Perhaps the action of taking a service currently available to everyone and then suddenly restricting the access and availability is akin to hooking someone on drugs and then removing the supply. Are we all going to have to face parting with money or going cold turkey? At least those that rely on drugs have rehabs and support networks that they can fall back on when their supply has gone where as a planet of social media junkies with no rehab may be challenging to marshal through. Will the information we base our decisions on be further controlled by an elite class, able and willing to pay for a platform?

The example above is rather extreme, but the point that I am trying to get across is that not everyone will be able to afford to use social media if/ when it is turned into a subscription service, there will be vulnerable group of users will lose this network of support that they have built up through the use of social media. The COO of Facebook recently commented that restricting accounts may negatively affect groups such as BLM and Abused women.

This restrictive access may also have impacts on businesses that rely on social media to market their brands. With an exclusive premium being paid by users to access platforms, one might expect that the service would now come without advertisements appearing on feeds. Will this lead to brands having to rely on organic advertising, is the future of social media agencies bleak?

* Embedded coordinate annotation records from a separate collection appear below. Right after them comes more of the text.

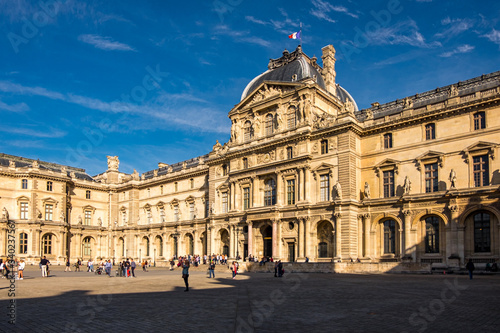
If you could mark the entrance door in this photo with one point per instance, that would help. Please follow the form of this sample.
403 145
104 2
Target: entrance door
268 241
291 252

Considering Trump stated that he was not afraid of the electorate he had to conquer the media this gives insight into its importance in eth global economies and political scenes. With so many public, professional, and political figures using social media, will restricting access to those that pay impact freedom of speech? That said, a couple of months ago when a certain former United States president was eventually removed from accessing social media and had complained that this was a violation of the freedom of speech - at the time I didn't think twice, but now I think about it, was there an argument to be had? Should the opinion of those who can afford to use social media be expressed while the voices of those who have been exiled, by the financial implications, be left silent?

On the other side, could restricting access to social media platforms be a positive? With the inevitable drop in users not wanting to pay for the service, platforms can start to clean up the irrelevant and offensive content that is currently posted by the few that don't have positive contributions to give. Wouldn't the world be a great place if we could look through our social media feeds and not see any negative content, maybe I'm just a dreamer though. Or perhaps a filtering of the content to ensure it was all true, is that the panacea of our time?

I guess the big, and only, question that social media companies are considering is that will a subscription service be more profitable with fewer users accessing the site or will a large audience for their paid advertisements be more beneficial.

Might this be the death of social media or is this the next stage in its evolution? I'd be very interested to hear your thoughts.